How to Avoid Throwing Exception in spark.read()


We can read data programmatically in Spark using spark.read().

How can we prevent Spark from throwing an Exception when a file is not found?

Suppose we want to use an instance of SparkSesson called spark to read from S3.

We can wrap our spark.read() command inside a try-catch block to handle the errors manually.
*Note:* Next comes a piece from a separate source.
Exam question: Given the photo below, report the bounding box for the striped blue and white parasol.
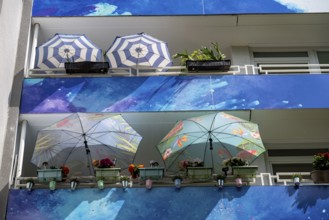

Let’s check out some errors we may run into.

Handling FileNotFoundException

If we specify a non-existent bucket in the S3 path, then we’ll hit a FileNotFoundException.

java.io.FileNotFoundException: Bucket fake-bucket does not exist

Handling AnalysisException

If our glob does not match any files, we’ll get an AnalysisException.

org.apache.spark.sql.AnalysisException: Path does not exist: s3a://real-bucket/fake/path/*.json;

Avoid exceptions in spark.read()

In this scenario, let’s return an empty Dataset<Row> when no files match our S3 path.

try {
  Dataset<Row> dataset = spark.read().json(s3Path);
} catch (Exception e) {
  if (e instanceof AnalysisException || e instanceof FileNotFoundException) {
    LOG.error(e.toString());
    return spark.emptyDataFrame();
  }
  throw new RuntimeException(e);
}

In the case of any other exception, we’ll throw a RuntimeException.